How long he’s done it: He’s been with the company since the mid-1990s. His father, Pasquale Trozzolo, founded the company in 1989.

Old and new: The new headquarters for Trozzolo Communications Group and its health care division, Prairie Dog/TCG, is a brick building at 811 Wyandotte that boasts white painted tin ceilings, old columns and a dramatic wooden staircase. The original details of the 1899 structure, which is listed on the National Register of Historic Places, create a nice backdrop for vivid pops of hot pink, orange and lake-blue modern office furniture. But the four-story building hasn’t always looked so hot.
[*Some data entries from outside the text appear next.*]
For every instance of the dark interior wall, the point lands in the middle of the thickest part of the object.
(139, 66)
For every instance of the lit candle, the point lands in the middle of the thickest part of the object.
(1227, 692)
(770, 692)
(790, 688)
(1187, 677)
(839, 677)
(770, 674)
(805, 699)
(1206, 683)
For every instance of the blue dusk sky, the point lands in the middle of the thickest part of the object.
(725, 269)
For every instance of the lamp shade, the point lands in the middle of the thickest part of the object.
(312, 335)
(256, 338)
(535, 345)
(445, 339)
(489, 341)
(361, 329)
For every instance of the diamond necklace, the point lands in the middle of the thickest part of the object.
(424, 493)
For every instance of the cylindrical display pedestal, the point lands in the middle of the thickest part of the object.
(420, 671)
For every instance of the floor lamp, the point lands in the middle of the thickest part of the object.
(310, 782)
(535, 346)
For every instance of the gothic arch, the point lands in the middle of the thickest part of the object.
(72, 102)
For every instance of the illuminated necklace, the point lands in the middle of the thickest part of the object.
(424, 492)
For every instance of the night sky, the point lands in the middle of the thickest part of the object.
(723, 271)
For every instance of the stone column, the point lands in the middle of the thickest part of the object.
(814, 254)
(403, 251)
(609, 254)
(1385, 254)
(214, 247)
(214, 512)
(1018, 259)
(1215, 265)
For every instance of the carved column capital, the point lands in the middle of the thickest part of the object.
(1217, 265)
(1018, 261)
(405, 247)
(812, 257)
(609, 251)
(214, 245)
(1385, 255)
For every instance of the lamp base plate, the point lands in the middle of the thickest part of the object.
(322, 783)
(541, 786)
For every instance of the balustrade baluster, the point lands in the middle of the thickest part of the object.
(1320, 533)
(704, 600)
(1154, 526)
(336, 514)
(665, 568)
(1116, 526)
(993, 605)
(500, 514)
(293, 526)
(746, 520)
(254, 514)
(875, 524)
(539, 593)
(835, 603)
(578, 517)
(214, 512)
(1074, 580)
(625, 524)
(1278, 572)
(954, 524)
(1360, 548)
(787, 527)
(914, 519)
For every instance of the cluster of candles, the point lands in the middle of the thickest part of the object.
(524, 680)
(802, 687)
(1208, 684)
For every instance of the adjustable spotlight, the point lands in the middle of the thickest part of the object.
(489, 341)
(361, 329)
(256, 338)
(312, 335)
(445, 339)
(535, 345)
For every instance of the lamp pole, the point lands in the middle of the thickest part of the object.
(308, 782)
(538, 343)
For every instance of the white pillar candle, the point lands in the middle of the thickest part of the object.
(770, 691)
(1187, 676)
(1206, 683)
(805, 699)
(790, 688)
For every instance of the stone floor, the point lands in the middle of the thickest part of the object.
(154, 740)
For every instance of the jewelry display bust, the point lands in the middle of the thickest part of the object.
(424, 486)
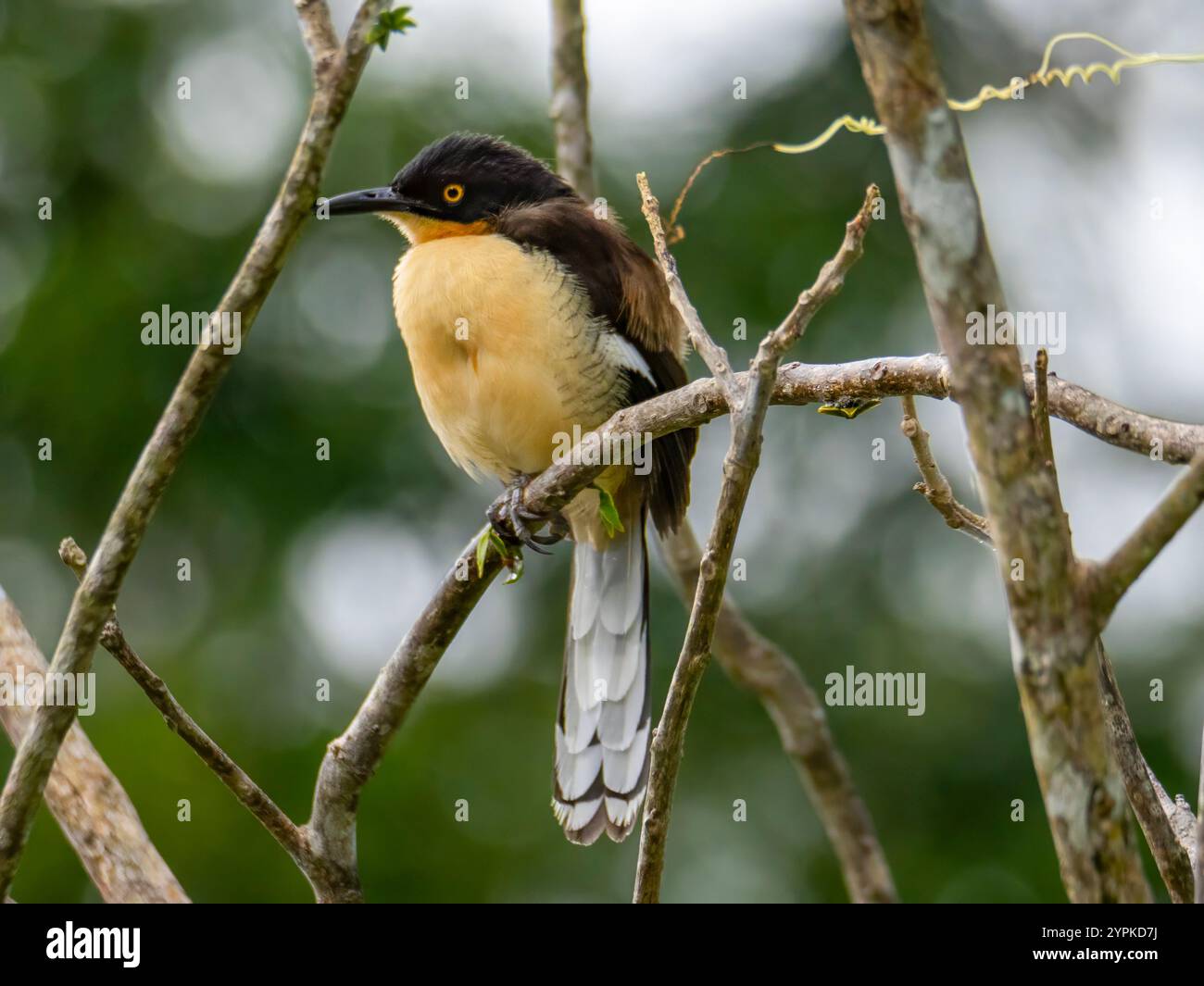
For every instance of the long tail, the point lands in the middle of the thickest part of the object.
(603, 722)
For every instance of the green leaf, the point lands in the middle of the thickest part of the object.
(608, 513)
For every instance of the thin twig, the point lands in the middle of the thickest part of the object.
(570, 107)
(739, 466)
(699, 339)
(179, 423)
(749, 658)
(249, 793)
(352, 758)
(1199, 832)
(757, 664)
(1148, 797)
(85, 798)
(1155, 812)
(317, 31)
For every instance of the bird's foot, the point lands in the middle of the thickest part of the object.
(510, 519)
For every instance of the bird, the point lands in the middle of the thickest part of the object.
(528, 312)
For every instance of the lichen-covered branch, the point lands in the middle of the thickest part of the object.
(570, 108)
(1150, 802)
(739, 466)
(240, 784)
(1110, 580)
(935, 488)
(699, 339)
(1054, 628)
(352, 758)
(755, 664)
(179, 423)
(1156, 813)
(88, 802)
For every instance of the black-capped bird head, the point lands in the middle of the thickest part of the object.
(457, 185)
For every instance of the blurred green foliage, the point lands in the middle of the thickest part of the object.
(132, 229)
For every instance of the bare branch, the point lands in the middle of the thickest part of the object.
(252, 797)
(755, 664)
(179, 423)
(739, 466)
(699, 339)
(1054, 630)
(570, 108)
(935, 488)
(1148, 797)
(353, 757)
(88, 802)
(1110, 580)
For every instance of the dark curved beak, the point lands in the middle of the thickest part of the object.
(370, 200)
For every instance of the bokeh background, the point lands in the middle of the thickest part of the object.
(304, 569)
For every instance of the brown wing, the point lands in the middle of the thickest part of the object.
(625, 288)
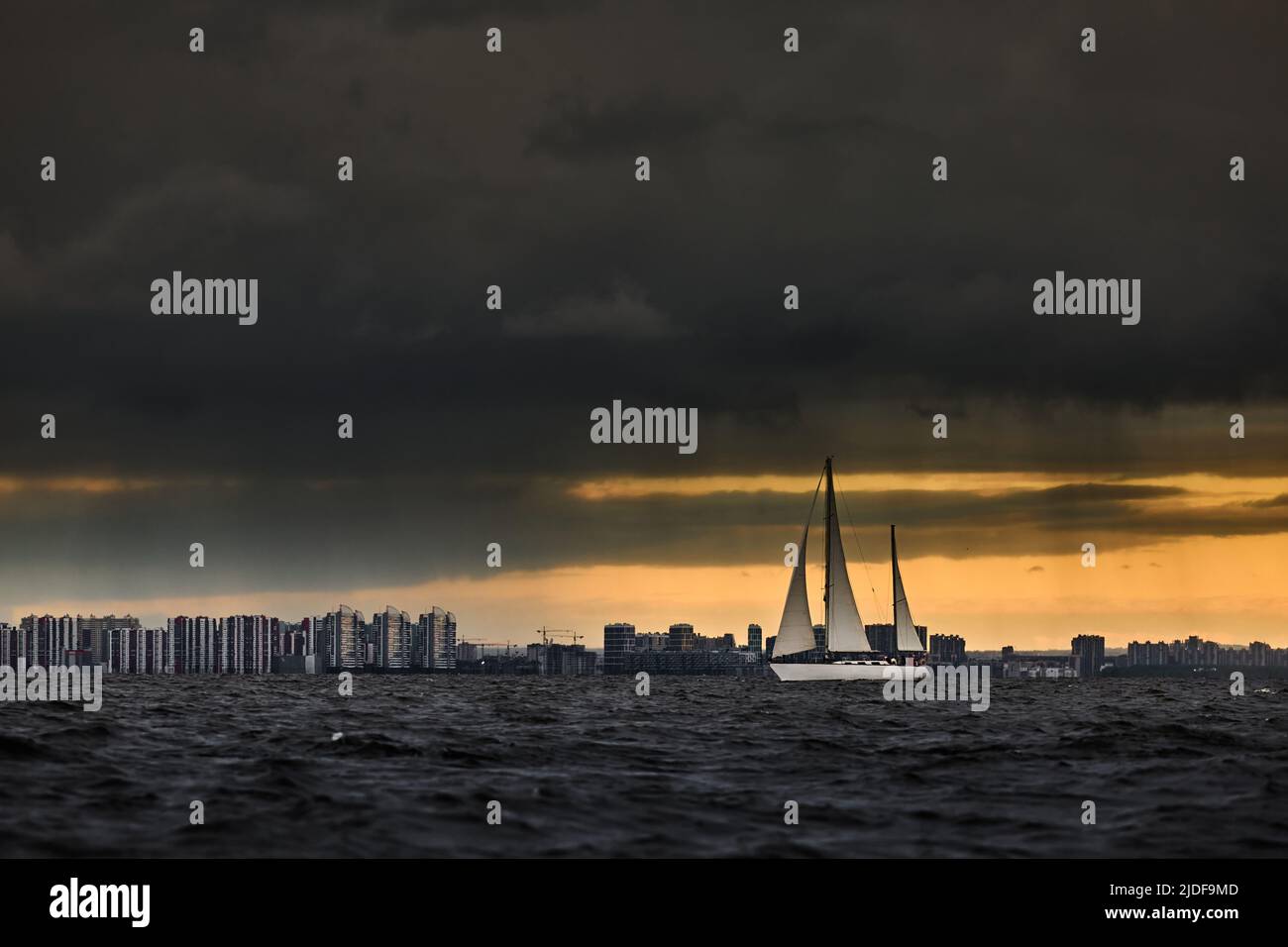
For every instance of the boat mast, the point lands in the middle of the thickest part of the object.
(894, 594)
(827, 560)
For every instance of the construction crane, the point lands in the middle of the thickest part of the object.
(481, 643)
(546, 634)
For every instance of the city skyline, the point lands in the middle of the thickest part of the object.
(472, 424)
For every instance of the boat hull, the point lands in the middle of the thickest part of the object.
(846, 672)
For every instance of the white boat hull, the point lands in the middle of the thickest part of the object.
(846, 672)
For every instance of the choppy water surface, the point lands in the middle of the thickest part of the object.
(700, 767)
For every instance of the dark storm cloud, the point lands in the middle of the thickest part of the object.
(380, 531)
(518, 170)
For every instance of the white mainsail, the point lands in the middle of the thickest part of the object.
(844, 626)
(906, 633)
Vacant for 20 years, it didn’t have running water, electricity or solid floors to walk on. Now $6.5 million later, tax credits included, the building is a stunner. “We wanted to invest in downtown KansasCity,” Trozzolo said. “What it’s meant before and what it’s becoming.”

Lunch = innovation: Eating at your desk is discouraged at Trozzolo. “When you sit down together to eat, that’s when ideas and collaboration happens,” Trozzolo said. So the space is intended to be a comfortable but inspiring environment for the more than 40 employees. A long family-style table, designed by local craftsman David Polivka out of old-growth pine beams salvaged from the building, is the centerpiece of the room. A long Carrera marble island makes a stylish buffet and could be attractive for cooking demonstrations. The art is a 1973 Lola racecar, symbolizing competition.

In the family: The “Innovator Room” near the lobby is preceded by a large vintage ad that says “Happy Pan.” Trozzolo’s uncle Marion Trozzolo was the first person to apply Teflon to pans, inventing nonstick cookware. A real “Happy Pan” sits there, too, and is part of the Smithsonian. “It reminds us that if a young man can immigrate from Italy, learn a new language, start a business and change the way America cooks forever, anything is possible,” Angelo Trozzolo wrote in the blog he’s been keeping about the building, geewhiznicebuilding.wordpress.com.